Residents in a “targeted area” within SE16 in Southwark are being urged to get a test after a case of the mutation was detected there.

Additional testing sites, some of them mobile, are also being rolled out in Wandsworth and Lambeth where dozens of cases of the SA variant virus have been identified.

Health chiefs believe the SA mutation may be more resistant to vaccines but the jabs, including the Oxford/AstraZeneca, Pfizer/BioNTech and Moderna inoculations which have been approved in the UK, are thought to still offer significant protection against severe disease.

So ministers and health chiefs are urging Londoners to get vaccinated, when offered the jab, as well as tested, and to keep following lockdown rules.

Health Secretary Matt Hancock said: “Driving down variant cases is essential to beating this virus. Thank you to everyone in Lambeth, Wandsworth and parts of Southwark for their support for surge testing in their local area.

“Londoners have shown incredible resolve time and again throughout this pandemic. Please do get a test and when you get the call, get the jab.”

Lambeth’s director of public health Ruth Hutt said: “It’s in all our best interests for people to get tested to protect Lambeth and London so we can continue with the progress that we have made in combating Covid-19.”

She urged people not to be put off from getting tested by queues at sites yesterday, as “we have got better queue management and more capacity.”

She added: “If we do find lots of cases I will be very concerned but I’m not expecting to.” Thirteen staff and 10 residents in a Lambeth care home contracted the South African variant which was picked up by routine testing.

“It’s possible that the reason we only saw mild or asymptomatic infection in the original cases is that some of them had been vaccinated,” said Ms Hutt.

Six of the 10 residents infected had received one dose of the AstraZeneca vaccine, according to a document obtained by the BBC.

One of the 13 infected staff had a Pfizer dose two or more weeks before their positive test, a fact which is likely to raise fresh questions over how many care workers are getting vaccinated.

Some 44 confirmed cases of the SA variant have been found in Lambeth and Wandsworth, with a further 30 probable cases identified, the Department of Health and Social Care said.

A further case was detected in the Rotherhithe ward in Southwark.

PA Wire
PA Wire

Trials of Novavax, Janssen and the Oxford/AstraZeneca vaccines in South Africa, where the B.1.351 SA variant was prevalent, suggest it could escape some immunity and may not stop infections, with one study estimating the AZ jab only had 10 per cent efficacy against it.

However, experts believe the vaccines still offer significant protection against severe and life-threatening coronavirus disease. A leading scientist advising the Government said rapid spread of coronavirus variants could necessitate the reimposition of lockdown measures.

Professor Peter Openshaw, a member of the Covid-19 clinical information network, told the BBC: “If we get rapid spread of the South African or other more resistant variants, it may well be that we are going to have to put the reductions of lockdown into reverse.”
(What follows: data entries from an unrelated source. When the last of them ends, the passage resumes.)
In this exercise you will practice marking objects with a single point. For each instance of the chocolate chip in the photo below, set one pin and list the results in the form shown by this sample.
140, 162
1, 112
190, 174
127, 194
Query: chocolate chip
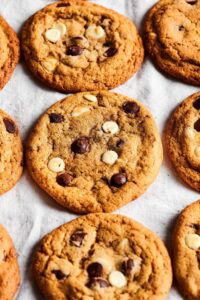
131, 107
56, 118
10, 125
197, 125
74, 50
95, 270
117, 180
64, 179
81, 145
77, 238
59, 274
196, 104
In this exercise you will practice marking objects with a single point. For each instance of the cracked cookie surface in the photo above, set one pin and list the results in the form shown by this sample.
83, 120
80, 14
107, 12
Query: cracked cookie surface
9, 51
182, 138
79, 46
172, 38
102, 256
95, 152
186, 251
11, 153
9, 269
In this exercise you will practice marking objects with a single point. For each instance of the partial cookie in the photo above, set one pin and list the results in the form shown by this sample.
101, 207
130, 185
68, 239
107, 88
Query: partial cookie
186, 251
11, 153
78, 46
9, 269
9, 51
94, 152
182, 138
102, 256
172, 38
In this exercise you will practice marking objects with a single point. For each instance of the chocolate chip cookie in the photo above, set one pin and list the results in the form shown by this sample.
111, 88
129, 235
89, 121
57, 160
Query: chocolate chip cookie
172, 38
182, 138
102, 256
9, 270
94, 152
79, 46
186, 251
11, 153
9, 51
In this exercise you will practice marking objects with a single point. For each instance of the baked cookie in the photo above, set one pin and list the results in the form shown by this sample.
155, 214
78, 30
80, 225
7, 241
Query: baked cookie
11, 153
79, 46
186, 251
9, 51
182, 138
172, 38
94, 152
102, 256
9, 269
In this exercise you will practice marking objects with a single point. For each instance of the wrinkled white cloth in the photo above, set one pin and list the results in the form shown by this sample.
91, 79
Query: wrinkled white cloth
26, 211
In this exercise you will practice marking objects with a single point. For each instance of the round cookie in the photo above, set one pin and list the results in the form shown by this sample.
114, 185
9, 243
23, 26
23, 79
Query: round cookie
186, 251
9, 51
9, 269
172, 38
95, 152
182, 138
11, 153
79, 46
102, 256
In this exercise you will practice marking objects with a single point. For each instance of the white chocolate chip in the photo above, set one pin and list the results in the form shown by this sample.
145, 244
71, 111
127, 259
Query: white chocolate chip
193, 241
79, 110
56, 164
117, 279
110, 157
53, 35
110, 127
95, 32
50, 63
91, 98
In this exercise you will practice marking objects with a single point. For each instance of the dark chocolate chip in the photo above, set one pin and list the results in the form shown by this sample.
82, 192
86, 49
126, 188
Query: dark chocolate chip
56, 118
77, 238
10, 125
81, 145
95, 270
131, 107
117, 180
64, 179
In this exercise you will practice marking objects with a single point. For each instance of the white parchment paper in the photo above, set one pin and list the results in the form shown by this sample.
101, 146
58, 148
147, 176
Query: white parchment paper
26, 211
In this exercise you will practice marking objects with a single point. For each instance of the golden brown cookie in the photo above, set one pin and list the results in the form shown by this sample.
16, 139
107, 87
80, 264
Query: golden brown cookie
78, 46
94, 152
9, 269
11, 152
102, 256
186, 251
172, 38
182, 138
9, 52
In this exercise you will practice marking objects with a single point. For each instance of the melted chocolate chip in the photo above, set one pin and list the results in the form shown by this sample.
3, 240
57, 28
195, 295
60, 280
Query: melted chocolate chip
10, 125
64, 179
56, 118
81, 145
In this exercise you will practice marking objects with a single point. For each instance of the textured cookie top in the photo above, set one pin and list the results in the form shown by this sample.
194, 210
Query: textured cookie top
186, 245
102, 256
9, 52
9, 270
183, 140
79, 46
95, 152
172, 35
11, 153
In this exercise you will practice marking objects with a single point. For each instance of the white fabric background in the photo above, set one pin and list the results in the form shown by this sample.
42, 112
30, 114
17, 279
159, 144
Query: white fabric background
26, 211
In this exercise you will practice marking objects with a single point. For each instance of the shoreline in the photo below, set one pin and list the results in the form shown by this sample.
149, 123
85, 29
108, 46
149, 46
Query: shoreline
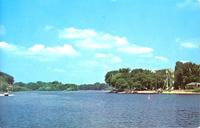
176, 92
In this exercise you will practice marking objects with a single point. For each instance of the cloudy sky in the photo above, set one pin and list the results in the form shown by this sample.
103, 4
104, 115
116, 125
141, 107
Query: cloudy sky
78, 41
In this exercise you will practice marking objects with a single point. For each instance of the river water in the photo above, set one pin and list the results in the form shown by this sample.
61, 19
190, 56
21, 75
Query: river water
97, 109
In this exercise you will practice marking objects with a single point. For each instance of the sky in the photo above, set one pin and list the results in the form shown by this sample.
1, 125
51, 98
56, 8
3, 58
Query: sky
78, 41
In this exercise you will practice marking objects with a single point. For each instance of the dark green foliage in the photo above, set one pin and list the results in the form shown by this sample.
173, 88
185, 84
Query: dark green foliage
95, 86
57, 86
186, 73
139, 79
5, 81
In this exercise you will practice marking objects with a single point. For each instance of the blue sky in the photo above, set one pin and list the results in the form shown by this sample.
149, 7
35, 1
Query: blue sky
78, 41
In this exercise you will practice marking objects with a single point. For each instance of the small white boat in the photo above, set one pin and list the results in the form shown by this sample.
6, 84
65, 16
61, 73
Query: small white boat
6, 94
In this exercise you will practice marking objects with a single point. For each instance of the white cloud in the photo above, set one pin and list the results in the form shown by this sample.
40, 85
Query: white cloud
189, 3
59, 70
73, 33
6, 46
40, 49
134, 49
49, 27
108, 57
161, 58
90, 44
189, 45
90, 39
2, 30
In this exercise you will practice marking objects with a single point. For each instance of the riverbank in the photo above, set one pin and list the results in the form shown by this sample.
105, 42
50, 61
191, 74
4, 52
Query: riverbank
181, 92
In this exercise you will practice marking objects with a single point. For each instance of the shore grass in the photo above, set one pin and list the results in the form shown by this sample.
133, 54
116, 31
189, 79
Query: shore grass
186, 91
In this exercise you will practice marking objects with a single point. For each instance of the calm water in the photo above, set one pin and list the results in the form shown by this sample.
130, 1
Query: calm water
98, 110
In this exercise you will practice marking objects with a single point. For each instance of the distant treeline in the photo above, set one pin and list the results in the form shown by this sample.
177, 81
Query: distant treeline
144, 79
122, 79
5, 81
56, 86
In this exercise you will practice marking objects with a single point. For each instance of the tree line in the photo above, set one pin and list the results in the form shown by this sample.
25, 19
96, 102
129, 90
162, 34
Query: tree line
56, 86
144, 79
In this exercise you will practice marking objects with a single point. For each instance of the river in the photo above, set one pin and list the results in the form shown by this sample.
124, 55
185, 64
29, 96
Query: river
98, 109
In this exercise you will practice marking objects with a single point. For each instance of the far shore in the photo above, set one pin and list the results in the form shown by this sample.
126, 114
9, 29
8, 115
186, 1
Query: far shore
180, 92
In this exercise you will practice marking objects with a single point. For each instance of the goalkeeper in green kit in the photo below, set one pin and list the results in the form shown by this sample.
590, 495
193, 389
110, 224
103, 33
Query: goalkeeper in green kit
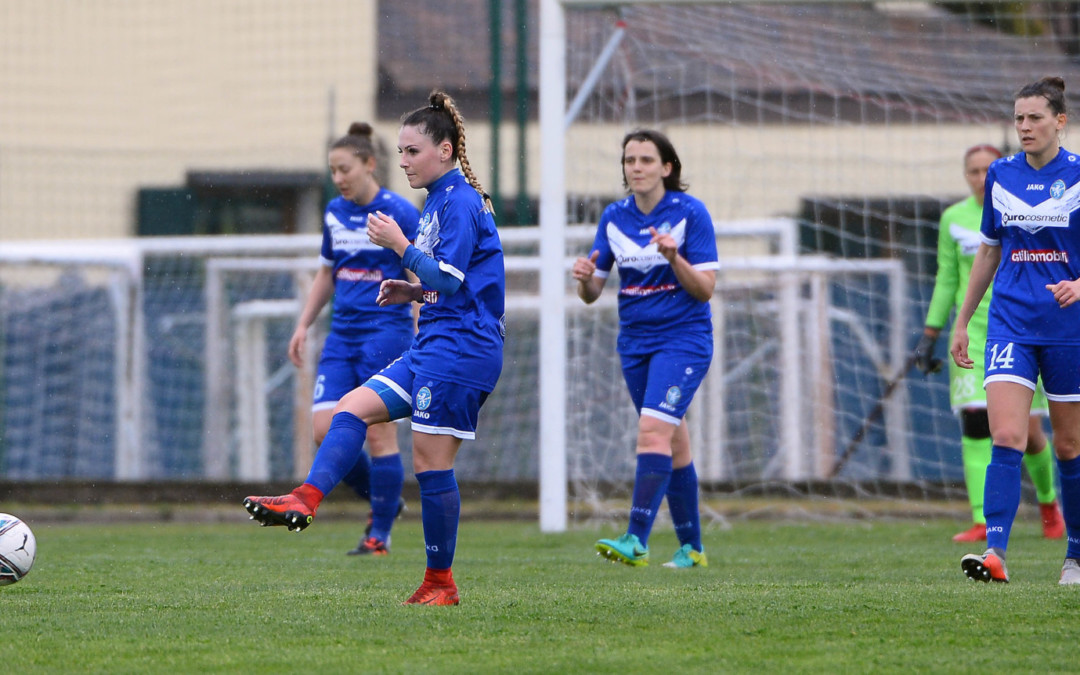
958, 240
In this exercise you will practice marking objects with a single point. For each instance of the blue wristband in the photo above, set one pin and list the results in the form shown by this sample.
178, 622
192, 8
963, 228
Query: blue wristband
430, 271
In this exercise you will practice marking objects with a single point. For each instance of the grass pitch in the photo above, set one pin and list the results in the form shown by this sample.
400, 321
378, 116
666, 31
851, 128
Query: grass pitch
882, 596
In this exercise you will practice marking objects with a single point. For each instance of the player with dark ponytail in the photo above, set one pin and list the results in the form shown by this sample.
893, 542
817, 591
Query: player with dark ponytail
1030, 250
363, 337
454, 363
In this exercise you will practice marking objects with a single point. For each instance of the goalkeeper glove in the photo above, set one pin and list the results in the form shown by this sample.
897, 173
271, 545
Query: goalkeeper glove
923, 354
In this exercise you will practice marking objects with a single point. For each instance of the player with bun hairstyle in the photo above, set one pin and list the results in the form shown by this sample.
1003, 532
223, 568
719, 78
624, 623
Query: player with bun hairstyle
958, 240
364, 337
453, 364
664, 245
1030, 251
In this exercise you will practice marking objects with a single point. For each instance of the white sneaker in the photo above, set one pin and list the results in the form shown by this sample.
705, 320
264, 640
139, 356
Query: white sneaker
1070, 572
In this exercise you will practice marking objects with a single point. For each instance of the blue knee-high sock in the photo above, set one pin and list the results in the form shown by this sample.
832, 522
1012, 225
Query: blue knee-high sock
440, 510
387, 478
1068, 471
683, 503
360, 476
338, 453
1001, 496
650, 483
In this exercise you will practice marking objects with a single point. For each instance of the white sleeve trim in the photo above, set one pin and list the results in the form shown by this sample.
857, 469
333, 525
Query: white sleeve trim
453, 271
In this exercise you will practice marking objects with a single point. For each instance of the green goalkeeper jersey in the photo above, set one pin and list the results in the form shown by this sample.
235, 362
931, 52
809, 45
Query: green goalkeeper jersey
958, 239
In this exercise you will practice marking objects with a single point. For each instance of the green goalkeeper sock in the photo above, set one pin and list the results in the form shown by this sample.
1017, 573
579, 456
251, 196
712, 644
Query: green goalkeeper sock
976, 456
1040, 467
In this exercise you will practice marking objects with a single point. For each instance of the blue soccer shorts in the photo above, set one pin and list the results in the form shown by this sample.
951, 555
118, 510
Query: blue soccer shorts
346, 364
436, 407
662, 382
1014, 362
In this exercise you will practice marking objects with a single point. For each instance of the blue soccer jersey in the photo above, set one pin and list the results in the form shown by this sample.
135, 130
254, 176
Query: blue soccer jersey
651, 300
460, 336
1035, 218
361, 266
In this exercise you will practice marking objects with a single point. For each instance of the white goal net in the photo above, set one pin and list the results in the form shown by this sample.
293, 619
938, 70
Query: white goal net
849, 118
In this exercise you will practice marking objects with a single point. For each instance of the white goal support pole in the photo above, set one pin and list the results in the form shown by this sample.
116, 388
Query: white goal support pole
553, 473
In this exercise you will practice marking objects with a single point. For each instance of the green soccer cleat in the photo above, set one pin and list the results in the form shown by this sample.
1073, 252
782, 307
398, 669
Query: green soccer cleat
626, 550
687, 557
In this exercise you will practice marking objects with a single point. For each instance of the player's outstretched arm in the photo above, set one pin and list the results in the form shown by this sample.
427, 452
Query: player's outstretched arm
698, 283
985, 265
1065, 292
382, 230
397, 292
590, 285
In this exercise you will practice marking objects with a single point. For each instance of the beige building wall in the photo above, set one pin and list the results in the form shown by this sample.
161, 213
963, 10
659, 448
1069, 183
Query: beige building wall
100, 98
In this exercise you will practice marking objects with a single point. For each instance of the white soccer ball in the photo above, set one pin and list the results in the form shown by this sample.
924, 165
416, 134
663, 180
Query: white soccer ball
17, 549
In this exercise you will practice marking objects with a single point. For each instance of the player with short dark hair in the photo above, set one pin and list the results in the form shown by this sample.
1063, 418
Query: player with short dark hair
958, 240
453, 364
1030, 250
663, 243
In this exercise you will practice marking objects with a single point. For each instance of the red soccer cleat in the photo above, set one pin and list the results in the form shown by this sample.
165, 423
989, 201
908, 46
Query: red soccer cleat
437, 589
977, 532
292, 510
1053, 524
986, 567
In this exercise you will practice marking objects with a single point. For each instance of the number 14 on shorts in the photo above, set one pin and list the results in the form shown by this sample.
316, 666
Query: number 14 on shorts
1000, 358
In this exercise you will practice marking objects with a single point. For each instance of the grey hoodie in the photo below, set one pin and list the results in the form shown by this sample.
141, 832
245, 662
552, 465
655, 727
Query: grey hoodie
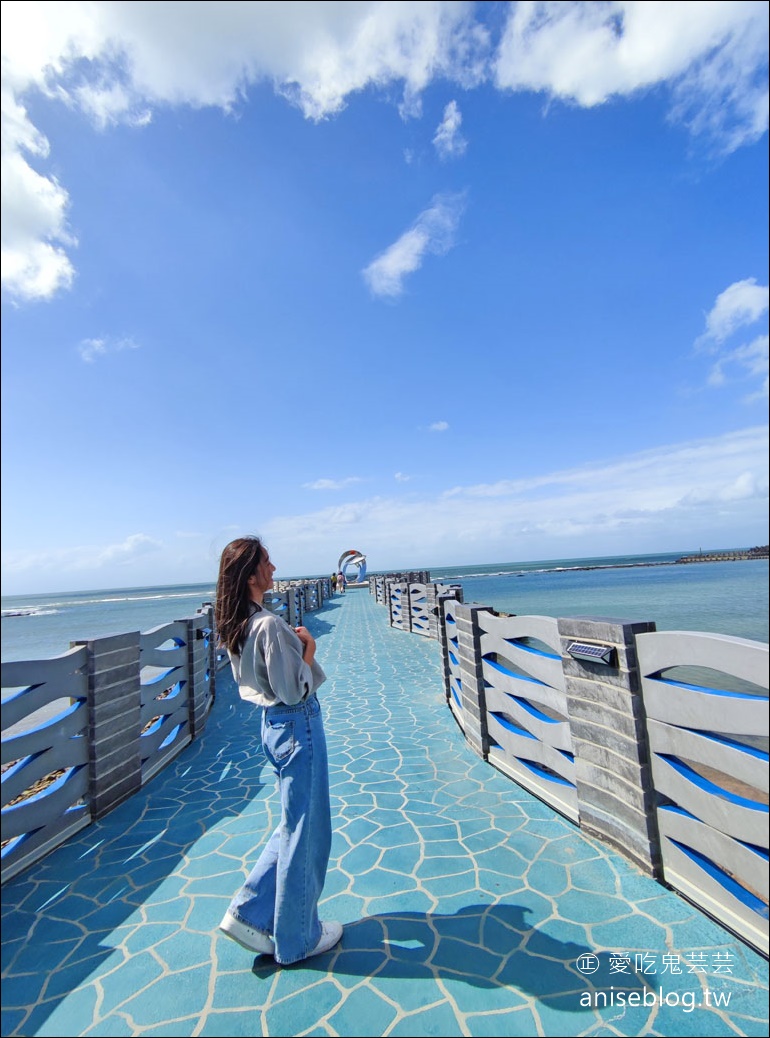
270, 668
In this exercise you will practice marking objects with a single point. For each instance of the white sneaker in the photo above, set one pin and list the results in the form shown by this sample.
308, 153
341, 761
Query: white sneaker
330, 935
247, 936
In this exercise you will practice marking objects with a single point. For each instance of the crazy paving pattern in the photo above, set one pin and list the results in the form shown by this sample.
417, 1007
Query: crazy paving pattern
469, 906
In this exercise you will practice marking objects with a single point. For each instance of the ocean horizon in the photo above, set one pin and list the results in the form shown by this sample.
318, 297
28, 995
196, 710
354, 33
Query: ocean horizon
717, 597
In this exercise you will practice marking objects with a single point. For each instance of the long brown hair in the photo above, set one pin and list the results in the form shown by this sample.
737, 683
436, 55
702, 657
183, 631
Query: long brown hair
232, 607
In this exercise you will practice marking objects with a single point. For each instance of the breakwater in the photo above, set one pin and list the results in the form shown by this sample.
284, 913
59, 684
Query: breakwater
654, 741
726, 556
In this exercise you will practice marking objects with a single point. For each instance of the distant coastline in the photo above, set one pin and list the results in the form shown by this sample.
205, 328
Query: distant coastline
710, 556
725, 556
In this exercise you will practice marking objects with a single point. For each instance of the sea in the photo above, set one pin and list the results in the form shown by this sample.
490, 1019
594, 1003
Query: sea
720, 597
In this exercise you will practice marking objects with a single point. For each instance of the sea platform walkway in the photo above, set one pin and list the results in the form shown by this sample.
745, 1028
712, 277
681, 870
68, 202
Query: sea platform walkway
469, 906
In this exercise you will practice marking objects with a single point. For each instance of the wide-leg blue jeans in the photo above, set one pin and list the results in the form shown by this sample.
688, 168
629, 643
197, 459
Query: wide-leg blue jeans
280, 895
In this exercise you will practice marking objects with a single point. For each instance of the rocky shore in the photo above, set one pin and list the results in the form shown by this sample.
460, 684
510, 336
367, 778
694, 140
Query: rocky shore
725, 556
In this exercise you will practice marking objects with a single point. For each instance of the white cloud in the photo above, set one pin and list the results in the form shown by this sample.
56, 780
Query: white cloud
739, 306
84, 558
331, 484
90, 349
714, 488
433, 233
119, 61
449, 142
713, 56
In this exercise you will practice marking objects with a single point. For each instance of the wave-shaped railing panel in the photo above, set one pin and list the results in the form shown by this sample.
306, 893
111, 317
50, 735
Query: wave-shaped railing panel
164, 689
420, 621
708, 746
277, 602
529, 736
45, 756
455, 681
400, 606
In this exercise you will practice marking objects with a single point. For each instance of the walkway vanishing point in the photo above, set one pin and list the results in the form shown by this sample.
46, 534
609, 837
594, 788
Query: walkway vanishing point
469, 906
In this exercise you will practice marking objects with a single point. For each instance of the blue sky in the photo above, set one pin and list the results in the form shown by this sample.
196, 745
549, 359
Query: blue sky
442, 282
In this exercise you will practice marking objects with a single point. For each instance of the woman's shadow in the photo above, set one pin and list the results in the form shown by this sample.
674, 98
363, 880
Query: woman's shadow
484, 946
The SA variant outbreak may initially have been triggered by a person who travelled from an African country, not South Africa, to the UK in February. The individual is believed to have self-isolated at home after showing symptoms but the disease may have spread to other household members, and then the care home, and a primary school.

The Prime Minister’s official spokesman said: “We take this issue very seriously and the message to people in those areas is to take up that invitation to get the PCR test.”

In other developments:

  • Covid-19 cases have halved in eight boroughs in a week, according to official figures.

  • A top scientific adviser, Professor Anthony Harnden, said he was “concerned” by scenes of London revellers enjoying the easing of lockdown as crowds could push up infection rates.

  • The pilots union boss attacked government plans for summer holidays abroad as “a bitter disappointment”. Brian Strutton said it was not detailed enough and would not save jobs.

  • According to government figures, there have been 533 genomically confirmed cases of the SA variant in the UK and another 11 probable cases.